Les données exposées vont bien au-delà des simples informations fiscales. Selon ZATAZ, chaque dossier compromis contient : nom, prénoms, date et lieu de naissance, adresse complète, numéro de téléphone, email, revenu fiscal de référence, taux de prélèvement à la source, situation familiale, nombre de personnes à charge. Plus préoccupant encore, certains enregistrements comportent un historique des demandes adressées à l'administration fiscale, comme le souligne FrenchBreaches : « Les données observées ne se limitent pas aux informations présentes dans le dossier fiscal. Certains enregistrements comportent un historique de demandes adressées à l'administration fiscale ».
La répartition des 678 437 personnes concernées révèle que 392 867 particuliers et 285 570 professionnels figurent dans la base de données volée. Cette combinaison d'informations personnelles, fiscales et administratives constitue un arsenal parfait pour des fraudeurs cherchant à imiter l'administration avec précision. Comme l'analyse ZATAZ : « Un fraudeur disposant simultanément de l'identité, de la situation familiale, du revenu fiscal et d'échanges antérieurs avec l'administration pourrait élaborer des messages imitant avec précision une procédure fiscale réelle ».
26 805 contribuables à revenus élevés (>100 000 €) particulièrement exposés
Parmi les données exposées, 26 805 contribuables affichent un revenu fiscal de référence supérieur ou égal à 100 000 euros. Plus inquiétant encore, 386 personnes présentent des revenus dépassant le million d'euros. Ces contribuables à hauts revenus constituent des cibles privilégiées pour les fraudeurs, qui peuvent désormais adapter leurs arnaques en fonction du profil financier exact de leurs victimes. Un escroc connaissant votre revenu précis, votre situation familiale et vos échanges récents avec le fisc peut construire un scénario de fraude quasi indétectable.
Les risques : phishing fiscal ciblé et usurpation d'identité
La combinaison d'informations personnelles, fiscales et administratives permet aux fraudeurs de construire des attaques d'une précision redoutable. Imaginez recevoir un email prétendument envoyé par les impôts, mentionnant votre revenu fiscal exact, votre taux de prélèvement à la source, et faisant référence à une demande que vous avez réellement formulée il y a quelques mois. La légitimité apparente d'un tel message rendrait la détection de l'arnaque extrêmement difficile. Les fraudeurs peuvent également utiliser ces données pour ouvrir des comptes bancaires, contracter des crédits ou effectuer des démarches administratives en votre nom.
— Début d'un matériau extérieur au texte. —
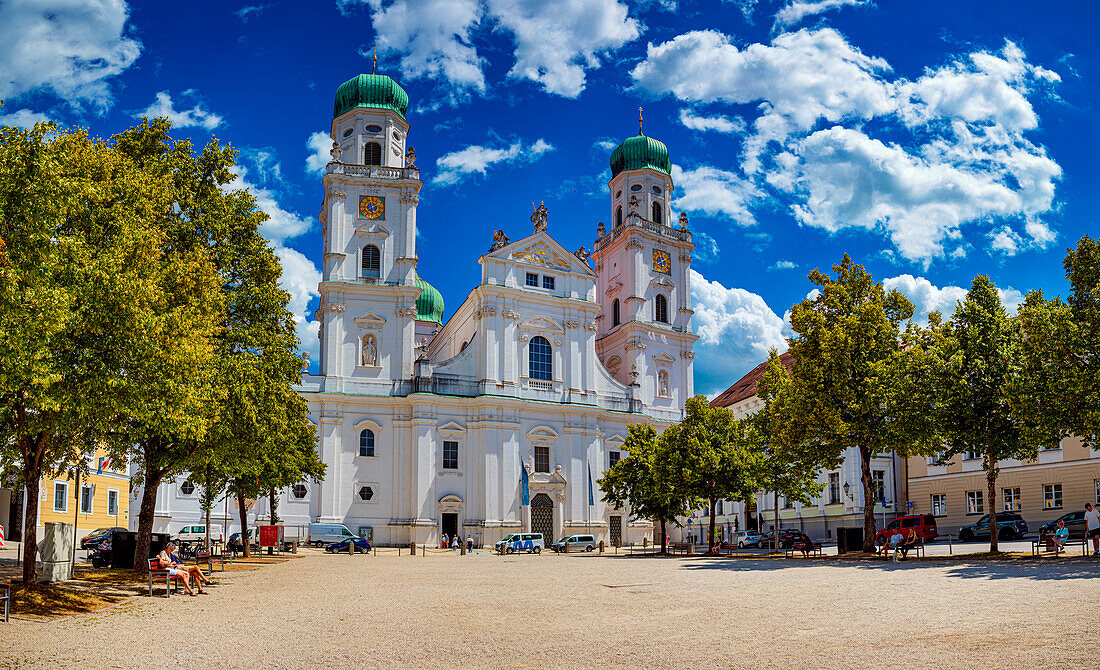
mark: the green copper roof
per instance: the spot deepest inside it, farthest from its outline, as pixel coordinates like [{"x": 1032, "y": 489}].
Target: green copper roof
[
  {"x": 429, "y": 306},
  {"x": 371, "y": 90},
  {"x": 638, "y": 152}
]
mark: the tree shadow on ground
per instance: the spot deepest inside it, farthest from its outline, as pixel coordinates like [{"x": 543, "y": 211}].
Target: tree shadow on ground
[{"x": 966, "y": 568}]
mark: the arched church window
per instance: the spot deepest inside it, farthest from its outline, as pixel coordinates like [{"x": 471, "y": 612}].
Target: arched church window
[
  {"x": 372, "y": 154},
  {"x": 661, "y": 308},
  {"x": 372, "y": 261},
  {"x": 540, "y": 359},
  {"x": 366, "y": 442}
]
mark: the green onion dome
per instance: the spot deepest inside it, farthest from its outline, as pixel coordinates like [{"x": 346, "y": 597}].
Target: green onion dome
[
  {"x": 370, "y": 90},
  {"x": 429, "y": 306},
  {"x": 638, "y": 152}
]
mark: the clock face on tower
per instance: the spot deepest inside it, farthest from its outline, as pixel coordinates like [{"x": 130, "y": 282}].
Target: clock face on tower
[
  {"x": 372, "y": 207},
  {"x": 662, "y": 262}
]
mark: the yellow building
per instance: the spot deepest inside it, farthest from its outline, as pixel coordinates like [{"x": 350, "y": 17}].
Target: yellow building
[{"x": 101, "y": 501}]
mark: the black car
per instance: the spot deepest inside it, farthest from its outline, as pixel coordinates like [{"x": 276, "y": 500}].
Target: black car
[
  {"x": 1010, "y": 526},
  {"x": 98, "y": 536}
]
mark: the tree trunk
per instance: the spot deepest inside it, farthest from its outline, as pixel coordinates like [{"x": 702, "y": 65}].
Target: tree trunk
[
  {"x": 145, "y": 517},
  {"x": 991, "y": 484},
  {"x": 711, "y": 544},
  {"x": 865, "y": 465},
  {"x": 30, "y": 539},
  {"x": 245, "y": 544}
]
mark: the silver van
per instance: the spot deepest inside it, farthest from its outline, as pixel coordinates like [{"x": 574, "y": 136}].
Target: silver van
[
  {"x": 521, "y": 541},
  {"x": 326, "y": 534}
]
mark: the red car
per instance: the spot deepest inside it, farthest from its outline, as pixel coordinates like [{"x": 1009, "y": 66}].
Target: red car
[{"x": 924, "y": 524}]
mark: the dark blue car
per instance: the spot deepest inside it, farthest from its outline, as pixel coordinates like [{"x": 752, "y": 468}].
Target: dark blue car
[{"x": 341, "y": 547}]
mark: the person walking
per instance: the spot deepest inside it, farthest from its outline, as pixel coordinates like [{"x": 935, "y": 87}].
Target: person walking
[{"x": 1092, "y": 527}]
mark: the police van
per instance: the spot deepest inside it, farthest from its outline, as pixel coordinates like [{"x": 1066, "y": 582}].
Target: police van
[{"x": 530, "y": 542}]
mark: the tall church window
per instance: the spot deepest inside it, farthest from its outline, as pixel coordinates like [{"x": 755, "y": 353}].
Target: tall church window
[
  {"x": 372, "y": 261},
  {"x": 540, "y": 359},
  {"x": 366, "y": 442},
  {"x": 372, "y": 154}
]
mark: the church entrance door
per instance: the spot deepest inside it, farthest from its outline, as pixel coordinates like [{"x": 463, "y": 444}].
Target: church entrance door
[
  {"x": 450, "y": 524},
  {"x": 542, "y": 517}
]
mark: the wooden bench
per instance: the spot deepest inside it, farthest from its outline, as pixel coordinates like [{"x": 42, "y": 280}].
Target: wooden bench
[
  {"x": 1040, "y": 542},
  {"x": 155, "y": 570},
  {"x": 814, "y": 551}
]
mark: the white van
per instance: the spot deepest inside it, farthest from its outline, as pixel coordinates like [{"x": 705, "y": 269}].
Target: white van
[
  {"x": 197, "y": 534},
  {"x": 326, "y": 534},
  {"x": 521, "y": 541},
  {"x": 576, "y": 542}
]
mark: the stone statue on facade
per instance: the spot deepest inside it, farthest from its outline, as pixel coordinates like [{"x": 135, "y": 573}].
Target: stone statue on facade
[
  {"x": 539, "y": 217},
  {"x": 499, "y": 241}
]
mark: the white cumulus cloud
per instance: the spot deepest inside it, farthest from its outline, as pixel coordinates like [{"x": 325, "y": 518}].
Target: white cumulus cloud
[
  {"x": 794, "y": 11},
  {"x": 72, "y": 48},
  {"x": 458, "y": 165},
  {"x": 557, "y": 42},
  {"x": 163, "y": 106},
  {"x": 736, "y": 330}
]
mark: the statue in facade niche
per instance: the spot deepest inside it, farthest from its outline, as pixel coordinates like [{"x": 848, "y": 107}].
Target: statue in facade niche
[
  {"x": 499, "y": 241},
  {"x": 539, "y": 217}
]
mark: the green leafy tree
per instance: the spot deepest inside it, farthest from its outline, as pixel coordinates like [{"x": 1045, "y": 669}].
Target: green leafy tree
[
  {"x": 91, "y": 301},
  {"x": 980, "y": 360},
  {"x": 789, "y": 464},
  {"x": 848, "y": 362},
  {"x": 641, "y": 480},
  {"x": 714, "y": 460}
]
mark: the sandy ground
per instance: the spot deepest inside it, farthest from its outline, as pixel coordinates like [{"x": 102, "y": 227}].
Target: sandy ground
[{"x": 585, "y": 611}]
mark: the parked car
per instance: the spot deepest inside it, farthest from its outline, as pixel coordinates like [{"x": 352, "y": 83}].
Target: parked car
[
  {"x": 521, "y": 541},
  {"x": 923, "y": 524},
  {"x": 361, "y": 546},
  {"x": 576, "y": 542},
  {"x": 747, "y": 538},
  {"x": 197, "y": 534},
  {"x": 1010, "y": 526},
  {"x": 323, "y": 534},
  {"x": 97, "y": 537},
  {"x": 1075, "y": 520},
  {"x": 787, "y": 538}
]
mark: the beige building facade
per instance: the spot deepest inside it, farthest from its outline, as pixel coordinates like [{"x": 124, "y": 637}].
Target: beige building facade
[{"x": 1063, "y": 479}]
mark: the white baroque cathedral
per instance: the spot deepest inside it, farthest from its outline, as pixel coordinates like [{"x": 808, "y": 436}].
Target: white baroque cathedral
[{"x": 425, "y": 424}]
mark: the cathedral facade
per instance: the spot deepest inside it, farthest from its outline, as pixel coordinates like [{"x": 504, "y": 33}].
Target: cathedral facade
[{"x": 427, "y": 425}]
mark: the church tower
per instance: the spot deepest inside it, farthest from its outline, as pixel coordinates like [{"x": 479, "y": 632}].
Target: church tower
[
  {"x": 644, "y": 329},
  {"x": 373, "y": 304}
]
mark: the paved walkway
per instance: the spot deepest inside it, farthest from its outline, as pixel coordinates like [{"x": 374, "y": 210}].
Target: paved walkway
[{"x": 584, "y": 611}]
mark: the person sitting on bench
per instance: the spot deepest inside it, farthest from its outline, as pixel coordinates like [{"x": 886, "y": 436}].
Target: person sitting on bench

Le précédent incident de février 2026, qui avait touché 1,2 million de personnes via l'accès au fichier Ficoba par usurpation d'identifiants d'agent, démontre la vulnérabilité récurrente de l'infrastructure de la DGFiP. Comme le rappelle Frandroid, cette nouvelle fuite potentielle s'inscrit dans un contexte préoccupant pour la sécurité des données fiscales françaises. En parallèle, la cybermenace touche désormais 1,7 milliard de données de Français, amplifiant les risques d'usurpation d'identité généralisée.
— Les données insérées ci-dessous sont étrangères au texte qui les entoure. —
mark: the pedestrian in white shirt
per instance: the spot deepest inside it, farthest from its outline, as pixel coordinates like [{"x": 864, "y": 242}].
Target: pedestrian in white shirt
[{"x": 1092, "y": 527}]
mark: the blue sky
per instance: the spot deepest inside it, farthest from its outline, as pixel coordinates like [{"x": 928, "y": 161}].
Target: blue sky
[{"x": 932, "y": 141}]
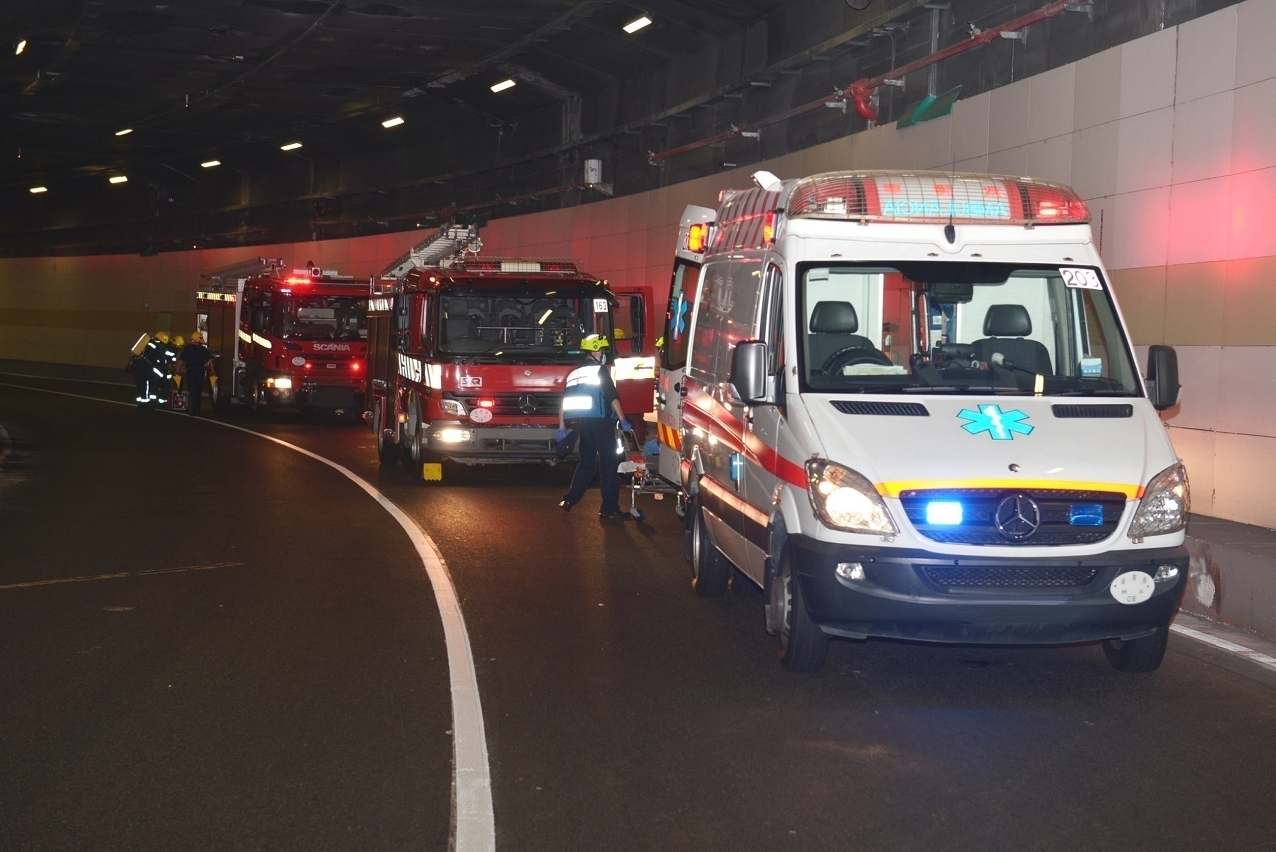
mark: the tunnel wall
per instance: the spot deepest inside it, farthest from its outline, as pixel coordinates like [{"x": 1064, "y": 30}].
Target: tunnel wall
[{"x": 1166, "y": 137}]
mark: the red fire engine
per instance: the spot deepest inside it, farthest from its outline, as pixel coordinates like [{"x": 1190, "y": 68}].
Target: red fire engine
[
  {"x": 286, "y": 338},
  {"x": 468, "y": 355}
]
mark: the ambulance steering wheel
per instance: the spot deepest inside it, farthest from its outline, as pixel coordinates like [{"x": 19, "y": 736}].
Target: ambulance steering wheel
[{"x": 853, "y": 355}]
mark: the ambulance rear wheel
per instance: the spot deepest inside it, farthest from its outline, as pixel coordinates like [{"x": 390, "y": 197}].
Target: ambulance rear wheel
[
  {"x": 710, "y": 569},
  {"x": 387, "y": 450},
  {"x": 803, "y": 646},
  {"x": 1137, "y": 654}
]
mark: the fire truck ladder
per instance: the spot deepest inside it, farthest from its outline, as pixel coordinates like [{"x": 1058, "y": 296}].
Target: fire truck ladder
[
  {"x": 435, "y": 250},
  {"x": 237, "y": 272}
]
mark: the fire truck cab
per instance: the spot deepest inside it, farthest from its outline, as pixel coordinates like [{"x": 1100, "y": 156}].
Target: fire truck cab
[
  {"x": 292, "y": 339},
  {"x": 467, "y": 361}
]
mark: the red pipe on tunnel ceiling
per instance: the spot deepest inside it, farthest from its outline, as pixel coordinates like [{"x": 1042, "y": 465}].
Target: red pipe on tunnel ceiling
[{"x": 861, "y": 91}]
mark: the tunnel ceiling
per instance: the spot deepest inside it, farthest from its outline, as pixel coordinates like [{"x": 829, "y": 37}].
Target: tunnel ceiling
[{"x": 234, "y": 80}]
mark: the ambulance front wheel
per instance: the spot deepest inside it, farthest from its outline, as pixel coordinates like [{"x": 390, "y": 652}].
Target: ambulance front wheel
[
  {"x": 710, "y": 569},
  {"x": 1137, "y": 654},
  {"x": 803, "y": 646}
]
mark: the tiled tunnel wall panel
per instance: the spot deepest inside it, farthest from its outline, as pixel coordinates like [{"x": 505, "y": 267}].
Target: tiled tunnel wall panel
[{"x": 1169, "y": 138}]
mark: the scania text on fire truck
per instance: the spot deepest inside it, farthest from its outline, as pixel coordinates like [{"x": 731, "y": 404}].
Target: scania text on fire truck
[
  {"x": 467, "y": 361},
  {"x": 912, "y": 411},
  {"x": 281, "y": 338}
]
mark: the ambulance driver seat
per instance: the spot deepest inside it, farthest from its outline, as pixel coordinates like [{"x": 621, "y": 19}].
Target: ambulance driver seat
[
  {"x": 833, "y": 328},
  {"x": 1006, "y": 328}
]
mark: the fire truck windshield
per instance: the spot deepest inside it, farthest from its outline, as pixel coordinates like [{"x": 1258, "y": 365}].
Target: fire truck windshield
[
  {"x": 322, "y": 318},
  {"x": 505, "y": 327}
]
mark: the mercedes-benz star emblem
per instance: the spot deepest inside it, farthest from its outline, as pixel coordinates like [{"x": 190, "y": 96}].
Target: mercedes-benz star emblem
[{"x": 1017, "y": 517}]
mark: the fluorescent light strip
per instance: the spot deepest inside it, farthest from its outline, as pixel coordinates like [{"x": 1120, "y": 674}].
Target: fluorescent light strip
[{"x": 638, "y": 23}]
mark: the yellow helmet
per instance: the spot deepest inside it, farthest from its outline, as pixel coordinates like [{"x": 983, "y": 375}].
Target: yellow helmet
[{"x": 595, "y": 343}]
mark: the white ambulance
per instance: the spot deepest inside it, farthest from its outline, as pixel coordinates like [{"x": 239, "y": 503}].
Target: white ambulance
[{"x": 912, "y": 411}]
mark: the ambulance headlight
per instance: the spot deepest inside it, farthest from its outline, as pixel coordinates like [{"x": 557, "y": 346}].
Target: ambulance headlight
[
  {"x": 1165, "y": 504},
  {"x": 845, "y": 500},
  {"x": 452, "y": 435}
]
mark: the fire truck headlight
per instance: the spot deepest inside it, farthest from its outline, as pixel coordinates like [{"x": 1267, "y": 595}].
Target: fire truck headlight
[{"x": 452, "y": 435}]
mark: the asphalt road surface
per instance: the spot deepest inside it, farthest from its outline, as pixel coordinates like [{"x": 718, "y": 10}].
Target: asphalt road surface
[{"x": 250, "y": 657}]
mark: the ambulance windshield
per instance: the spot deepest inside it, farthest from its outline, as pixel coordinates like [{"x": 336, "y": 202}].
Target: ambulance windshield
[
  {"x": 512, "y": 327},
  {"x": 961, "y": 327},
  {"x": 322, "y": 318}
]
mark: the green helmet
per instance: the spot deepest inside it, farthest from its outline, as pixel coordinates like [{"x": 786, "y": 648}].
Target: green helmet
[{"x": 595, "y": 343}]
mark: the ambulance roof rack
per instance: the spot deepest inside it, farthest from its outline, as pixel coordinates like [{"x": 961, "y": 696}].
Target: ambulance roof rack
[
  {"x": 439, "y": 249},
  {"x": 236, "y": 272}
]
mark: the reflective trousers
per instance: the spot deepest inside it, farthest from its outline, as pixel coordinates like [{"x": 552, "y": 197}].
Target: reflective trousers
[{"x": 597, "y": 455}]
Vos recours et démarches de protection immédiate
Face à cette menace, plusieurs mesures s'imposent. Surveillez attentivement tout email, SMS ou appel prétendant provenir de l'administration fiscale. Ne cliquez jamais sur un lien reçu par email : connectez-vous directement sur impots.gouv.fr en tapant l'adresse dans votre navigateur. Vérifiez régulièrement votre espace personnel sur le site des impôts pour détecter toute activité suspecte. Activez l'authentification à deux facteurs si disponible. Consultez votre relevé bancaire fréquemment pour repérer d'éventuels prélèvements frauduleux. En cas de doute sur un message reçu, contactez directement votre centre des finances publiques par téléphone.
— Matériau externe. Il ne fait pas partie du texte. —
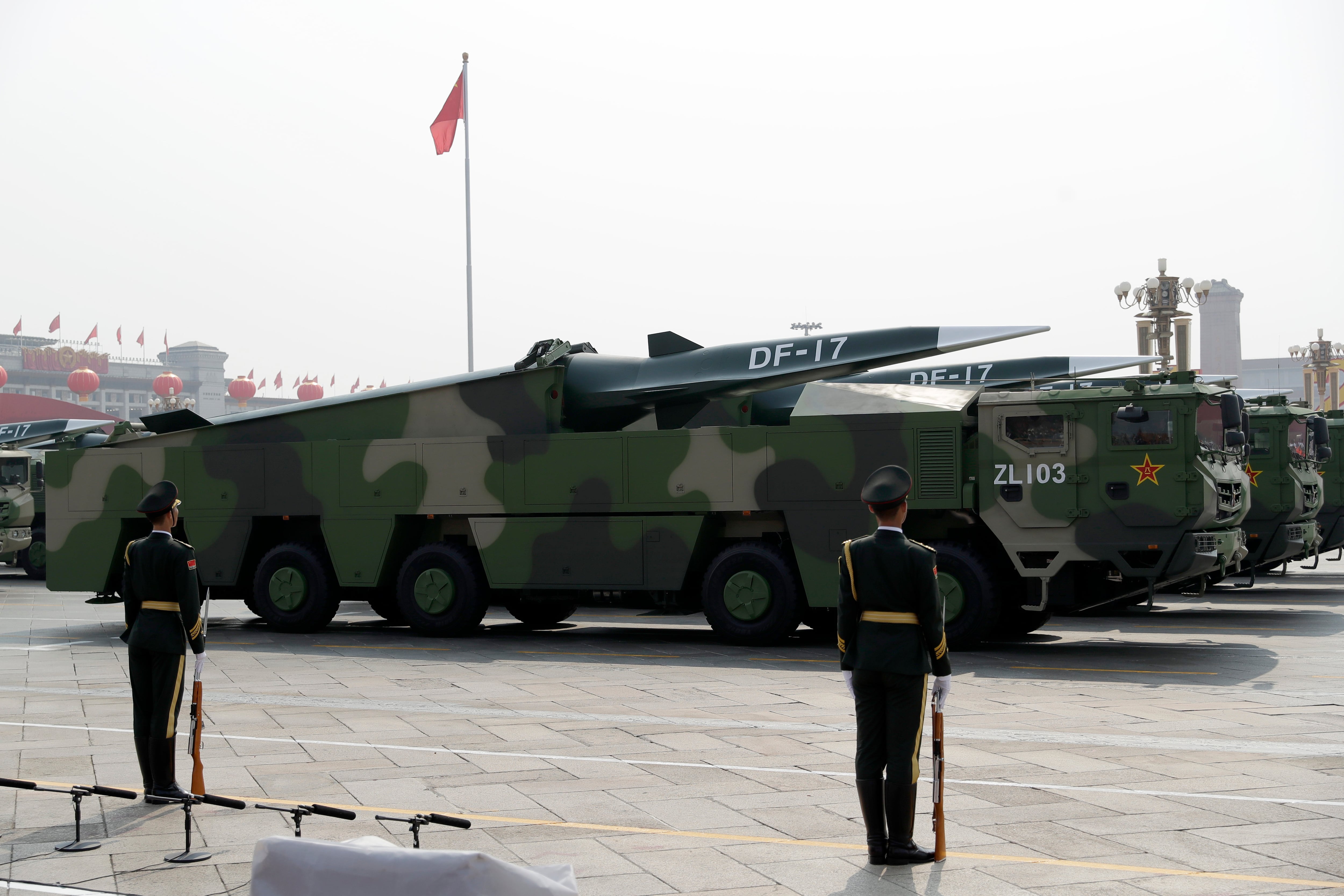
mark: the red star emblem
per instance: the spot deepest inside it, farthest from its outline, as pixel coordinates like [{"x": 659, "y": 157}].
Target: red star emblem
[{"x": 1147, "y": 471}]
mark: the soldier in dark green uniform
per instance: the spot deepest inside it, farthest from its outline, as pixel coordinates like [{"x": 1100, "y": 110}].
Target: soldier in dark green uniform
[
  {"x": 163, "y": 616},
  {"x": 892, "y": 639}
]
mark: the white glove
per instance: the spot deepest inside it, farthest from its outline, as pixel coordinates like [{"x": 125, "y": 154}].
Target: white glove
[{"x": 941, "y": 688}]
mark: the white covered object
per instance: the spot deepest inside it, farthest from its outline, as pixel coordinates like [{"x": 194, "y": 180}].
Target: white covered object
[{"x": 371, "y": 866}]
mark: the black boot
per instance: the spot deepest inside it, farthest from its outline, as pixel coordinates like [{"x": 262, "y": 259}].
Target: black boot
[
  {"x": 901, "y": 827},
  {"x": 163, "y": 765},
  {"x": 147, "y": 778},
  {"x": 870, "y": 804}
]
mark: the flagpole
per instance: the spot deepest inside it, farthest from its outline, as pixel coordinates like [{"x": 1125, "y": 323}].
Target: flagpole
[{"x": 467, "y": 170}]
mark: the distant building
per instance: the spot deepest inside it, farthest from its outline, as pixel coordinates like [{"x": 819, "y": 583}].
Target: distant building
[
  {"x": 1221, "y": 331},
  {"x": 1273, "y": 373},
  {"x": 126, "y": 383}
]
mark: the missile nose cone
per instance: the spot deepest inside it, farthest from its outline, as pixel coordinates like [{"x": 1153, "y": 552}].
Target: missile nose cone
[{"x": 952, "y": 339}]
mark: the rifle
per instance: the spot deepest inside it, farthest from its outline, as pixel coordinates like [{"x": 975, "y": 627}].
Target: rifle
[
  {"x": 198, "y": 714},
  {"x": 940, "y": 836}
]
Si vous constatez une utilisation frauduleuse de vos données, déposez plainte auprès de la gendarmerie ou de la police. Signalez l'incident sur la plateforme Pharos (internet-signalement.gouv.fr) et conservez toutes les preuves : emails, captures d'écran, relevés bancaires. Vous pouvez également exercer vos droits auprès de la CNIL, notamment le droit d'information sur les mesures prises pour protéger vos données. La vigilance reste votre meilleure défense face à des cyberattaques de plus en plus sophistiquées.